European Green Bond Standard: new measures to reduce green washing

(Source: European Parliament)

  • Not only is a new label created but also rules for the green bonds market
  • Added requirements for companies wishing to issue European green bonds to weed out ‘brown companies’
  • Additional rules to strengthen supervision
  • Increased transparency to make it clear if bond proceeds will be used in gas or nuclear sectors

MEPs seek to better regulate the green bond market, improve its supervision, reduce greenwashing, and add clarity when money goes to gas or nuclear.

On Monday, MEPs in the Economic and Monetary Affairs Committee adopted their negotiation position on the Regulation on European green bonds. The text, prepared by Paul Tang (S&D, NL), introduces numerous changes to the Commission’s proposal and was approved by 44 votes in favour, 12 against and 3 abstentions.

 

Wider scope

The amended proposal seeks to better regulate the entire green bond market, rather than only establishing the European Green Bond label (EuGB), and reduce so-called “green washing”.

For all bonds that are marketed as green, transparency requirements are introduced, including being aligned with the taxonomy legislation on the use of proceeds derived from the bond issuance. This would allow investors to compare EUGBs with other existing green bonds. In addition, all those issuing green bonds must have safeguards in place to ensure they do not harm people or planet.

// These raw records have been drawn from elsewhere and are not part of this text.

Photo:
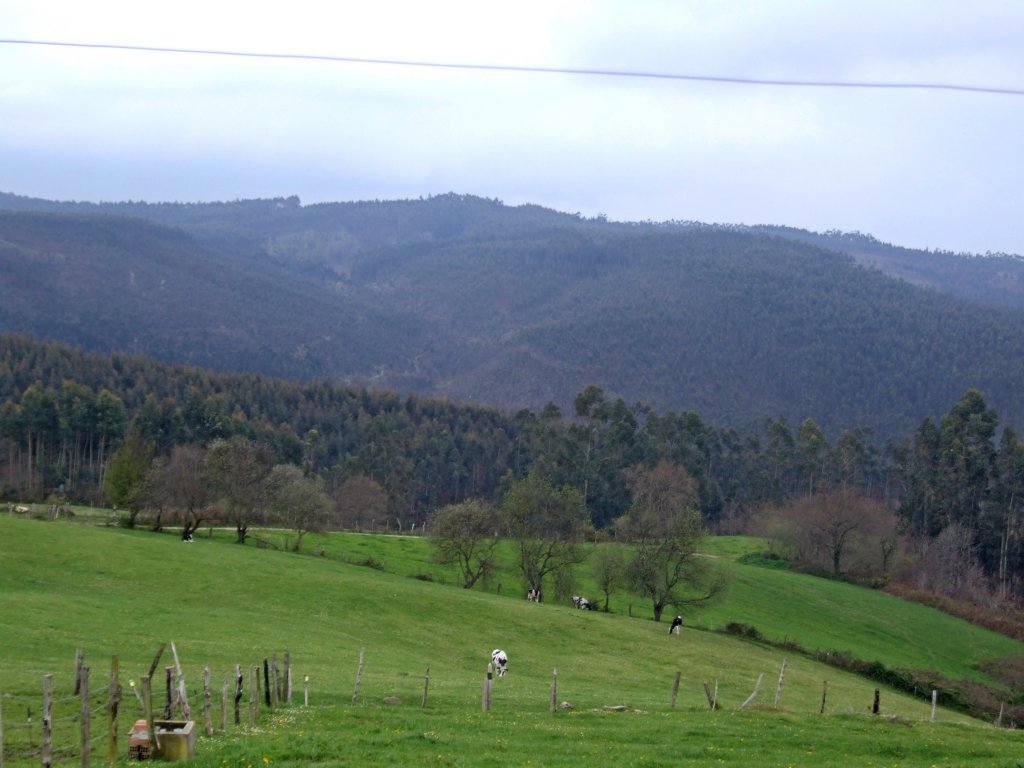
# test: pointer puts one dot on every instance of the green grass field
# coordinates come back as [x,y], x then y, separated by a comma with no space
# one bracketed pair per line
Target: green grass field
[111,591]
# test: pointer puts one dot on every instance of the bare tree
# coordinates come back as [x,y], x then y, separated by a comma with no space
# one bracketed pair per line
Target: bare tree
[298,502]
[466,535]
[548,525]
[608,568]
[665,527]
[239,469]
[182,482]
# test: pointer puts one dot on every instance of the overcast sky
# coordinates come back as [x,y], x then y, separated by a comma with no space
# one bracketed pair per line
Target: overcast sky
[925,168]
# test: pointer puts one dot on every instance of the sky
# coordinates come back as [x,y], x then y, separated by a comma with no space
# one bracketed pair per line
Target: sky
[936,168]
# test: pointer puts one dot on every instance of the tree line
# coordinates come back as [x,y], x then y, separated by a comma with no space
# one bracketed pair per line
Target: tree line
[181,445]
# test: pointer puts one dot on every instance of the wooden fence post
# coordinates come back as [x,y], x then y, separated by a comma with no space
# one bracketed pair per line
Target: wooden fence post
[253,694]
[238,694]
[84,716]
[79,658]
[46,748]
[778,688]
[288,678]
[757,687]
[223,706]
[278,692]
[358,677]
[486,687]
[207,701]
[113,706]
[182,696]
[146,683]
[711,698]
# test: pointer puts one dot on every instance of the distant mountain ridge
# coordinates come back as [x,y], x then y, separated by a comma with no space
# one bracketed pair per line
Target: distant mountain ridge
[466,298]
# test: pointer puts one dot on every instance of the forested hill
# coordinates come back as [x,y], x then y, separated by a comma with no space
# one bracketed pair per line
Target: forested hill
[514,306]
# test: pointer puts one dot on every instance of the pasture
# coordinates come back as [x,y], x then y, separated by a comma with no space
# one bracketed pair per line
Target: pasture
[112,591]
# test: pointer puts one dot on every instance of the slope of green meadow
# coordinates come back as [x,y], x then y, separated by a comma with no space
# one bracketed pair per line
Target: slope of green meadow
[111,591]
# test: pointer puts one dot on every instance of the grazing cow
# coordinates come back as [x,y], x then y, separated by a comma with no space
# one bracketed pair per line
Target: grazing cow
[501,662]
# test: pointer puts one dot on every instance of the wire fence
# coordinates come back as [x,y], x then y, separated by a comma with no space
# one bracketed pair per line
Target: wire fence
[75,721]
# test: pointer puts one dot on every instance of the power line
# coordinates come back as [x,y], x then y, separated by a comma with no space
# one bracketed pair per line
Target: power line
[536,70]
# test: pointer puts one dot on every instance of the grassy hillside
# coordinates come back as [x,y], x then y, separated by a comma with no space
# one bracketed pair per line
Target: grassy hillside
[113,591]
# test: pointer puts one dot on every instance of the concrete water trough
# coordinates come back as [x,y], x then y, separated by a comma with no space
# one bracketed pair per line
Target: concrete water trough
[176,738]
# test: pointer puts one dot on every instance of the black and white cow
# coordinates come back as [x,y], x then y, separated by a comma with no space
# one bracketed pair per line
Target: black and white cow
[501,662]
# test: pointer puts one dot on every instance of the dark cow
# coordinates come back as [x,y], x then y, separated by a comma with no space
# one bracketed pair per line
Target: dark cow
[501,662]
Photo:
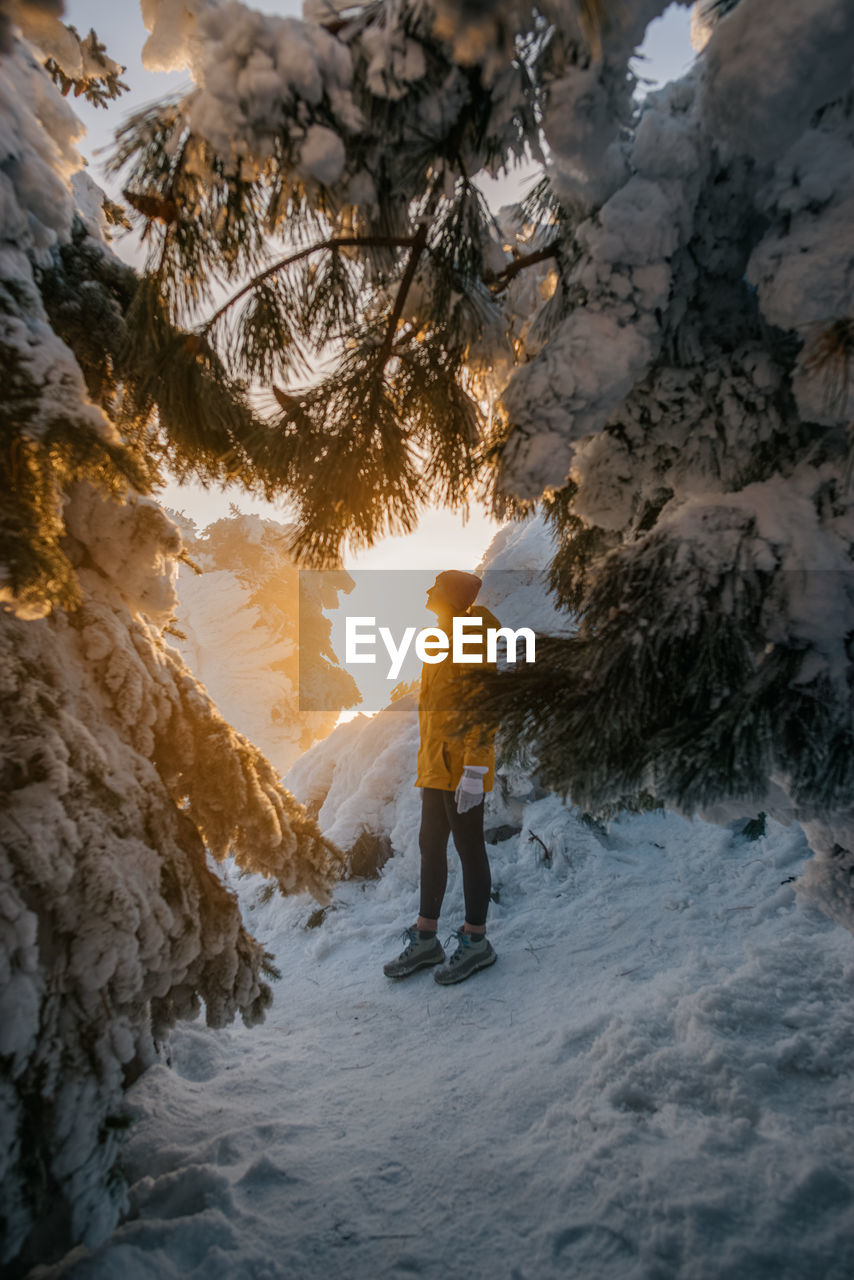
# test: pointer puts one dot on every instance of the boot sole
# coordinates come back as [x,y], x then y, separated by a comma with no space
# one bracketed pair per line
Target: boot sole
[469,973]
[421,964]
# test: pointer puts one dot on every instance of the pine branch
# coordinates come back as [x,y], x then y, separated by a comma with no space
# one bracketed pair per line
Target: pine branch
[419,245]
[333,242]
[521,263]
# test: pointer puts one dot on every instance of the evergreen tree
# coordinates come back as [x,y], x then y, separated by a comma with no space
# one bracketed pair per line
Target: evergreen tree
[120,778]
[656,344]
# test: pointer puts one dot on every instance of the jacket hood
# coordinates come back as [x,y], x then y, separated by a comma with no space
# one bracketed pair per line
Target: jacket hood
[487,615]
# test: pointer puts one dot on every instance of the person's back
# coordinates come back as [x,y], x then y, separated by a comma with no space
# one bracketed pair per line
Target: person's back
[455,769]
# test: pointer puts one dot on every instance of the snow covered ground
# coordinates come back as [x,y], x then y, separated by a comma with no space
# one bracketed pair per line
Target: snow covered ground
[652,1082]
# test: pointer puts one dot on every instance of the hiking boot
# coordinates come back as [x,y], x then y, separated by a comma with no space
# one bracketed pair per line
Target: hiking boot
[466,959]
[419,954]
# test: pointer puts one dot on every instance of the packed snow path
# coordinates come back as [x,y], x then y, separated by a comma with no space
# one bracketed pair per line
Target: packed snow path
[652,1082]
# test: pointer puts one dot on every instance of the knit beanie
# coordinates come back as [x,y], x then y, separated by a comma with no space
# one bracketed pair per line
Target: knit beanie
[457,588]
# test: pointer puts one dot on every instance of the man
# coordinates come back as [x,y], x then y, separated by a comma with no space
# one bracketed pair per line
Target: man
[453,772]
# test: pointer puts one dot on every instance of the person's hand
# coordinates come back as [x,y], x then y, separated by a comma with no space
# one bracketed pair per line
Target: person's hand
[470,787]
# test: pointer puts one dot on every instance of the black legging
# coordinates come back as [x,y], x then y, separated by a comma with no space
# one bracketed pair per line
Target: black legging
[439,819]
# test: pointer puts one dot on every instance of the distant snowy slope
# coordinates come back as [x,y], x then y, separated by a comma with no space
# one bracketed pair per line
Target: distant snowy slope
[245,640]
[361,778]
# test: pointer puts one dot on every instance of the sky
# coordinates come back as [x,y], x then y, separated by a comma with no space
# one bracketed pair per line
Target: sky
[443,538]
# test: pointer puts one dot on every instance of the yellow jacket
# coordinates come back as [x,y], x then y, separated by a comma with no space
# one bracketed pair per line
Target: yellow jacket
[442,754]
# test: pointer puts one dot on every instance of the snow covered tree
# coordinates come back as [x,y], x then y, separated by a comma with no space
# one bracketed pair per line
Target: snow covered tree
[119,775]
[656,343]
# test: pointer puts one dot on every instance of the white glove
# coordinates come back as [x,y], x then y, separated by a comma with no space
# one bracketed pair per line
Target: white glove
[470,787]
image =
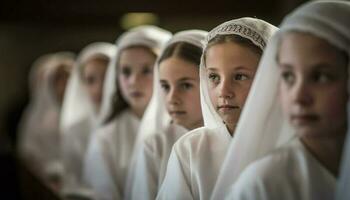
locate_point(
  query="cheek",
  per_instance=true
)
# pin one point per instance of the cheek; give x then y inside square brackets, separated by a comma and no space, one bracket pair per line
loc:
[123,84]
[334,108]
[212,95]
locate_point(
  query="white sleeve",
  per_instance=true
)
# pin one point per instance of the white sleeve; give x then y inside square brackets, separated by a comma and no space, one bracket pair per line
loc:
[97,174]
[176,184]
[145,175]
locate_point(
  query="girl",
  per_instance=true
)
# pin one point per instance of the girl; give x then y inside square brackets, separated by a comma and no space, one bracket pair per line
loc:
[108,157]
[302,116]
[39,144]
[231,55]
[81,107]
[176,94]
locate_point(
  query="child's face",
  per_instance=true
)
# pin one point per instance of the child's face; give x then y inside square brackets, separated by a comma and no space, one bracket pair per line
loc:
[93,77]
[230,69]
[179,80]
[135,75]
[313,85]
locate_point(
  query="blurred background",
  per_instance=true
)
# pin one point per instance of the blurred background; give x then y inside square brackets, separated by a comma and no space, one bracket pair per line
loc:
[29,29]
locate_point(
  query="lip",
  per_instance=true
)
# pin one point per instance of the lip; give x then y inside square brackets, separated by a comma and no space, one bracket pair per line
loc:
[304,119]
[176,113]
[227,108]
[136,94]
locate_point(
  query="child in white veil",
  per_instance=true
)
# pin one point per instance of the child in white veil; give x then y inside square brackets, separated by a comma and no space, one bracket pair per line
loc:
[312,86]
[231,55]
[127,91]
[180,58]
[80,108]
[39,142]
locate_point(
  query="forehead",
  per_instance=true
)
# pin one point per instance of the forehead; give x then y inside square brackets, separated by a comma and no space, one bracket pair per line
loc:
[175,68]
[231,54]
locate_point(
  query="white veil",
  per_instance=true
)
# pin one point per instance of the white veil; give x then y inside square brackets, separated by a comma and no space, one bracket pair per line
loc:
[39,124]
[156,118]
[77,105]
[149,36]
[257,31]
[262,127]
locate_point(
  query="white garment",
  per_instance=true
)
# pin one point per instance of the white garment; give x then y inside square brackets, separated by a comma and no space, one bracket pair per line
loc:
[151,162]
[343,192]
[262,127]
[288,173]
[157,134]
[79,117]
[196,158]
[109,156]
[39,139]
[107,178]
[194,164]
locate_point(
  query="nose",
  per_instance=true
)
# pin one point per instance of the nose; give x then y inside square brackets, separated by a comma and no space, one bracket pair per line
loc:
[226,89]
[173,97]
[134,79]
[302,95]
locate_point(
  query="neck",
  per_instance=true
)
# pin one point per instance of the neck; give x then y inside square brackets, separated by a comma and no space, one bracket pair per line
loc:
[231,128]
[138,112]
[327,151]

New requirements on benefitting entities

To avoid ‘brown’ companies (i.e. with highly polluting industries) using the EuGB label to pretend to be greener than they really are, the amended proposal requires that all EuGBs have verified transition plans. The text also ensures that all issuers of green bonds have processes in place to identify and limit the principal adverse impacts of their activity. Finally, it prohibits all issuers from countries that are on the EU’s grey or blacklist of tax havens from issuing EuGBs.

Stronger supervision

Supervision is strengthened in various ways. External reviewers who review the EuGB should have fewer conflicts of interest and provisions are included to ensure that the authorities could ban companies from issuing EUGBs if they fail to follow the rules. The adopted text also ensures stronger market-pressure to comply with the rules by ensuring investors have legal recourse if the issuer’s failure to comply leads to the depreciation of a green bond.

Increased transparency for gas and nuclear

The adopted text requires stronger transparency requirements so that when a green bond issuer intends to allocate proceeds to nuclear energy or fossil gas related activities, a statement must appear prominently on the first page of the EuGB Factsheet.

Quote

After the vote, the rapporteur Paul Tang (S&D, NL) said, “Parliament is giving a clear signal before negotiations with Council. The European Green Bond Standard needs to be fully aligned with the EU taxonomy for it to become the gold standard in the international green bond market. And with transition plans, we put European Green Bonds at the heart of companies’ transitions to a sustainable economy. We are serious about ending greenwashing. When this regulation becomes law, simply saying your firm’s bond is green will no longer be good enough.”

Next Steps

The committee also voted to proceed with negotiations with the member states to hammer out a deal. These talks will begin in the coming weeks.

Background

Green bonds play an increasingly important role in financing assets needed for the low-carbon transition. However, there is no uniform green bond standard within the EU. The new European Green Bond Standard aims to ensure that European companies can benefit from green financing and that investors will find the green investments they wish.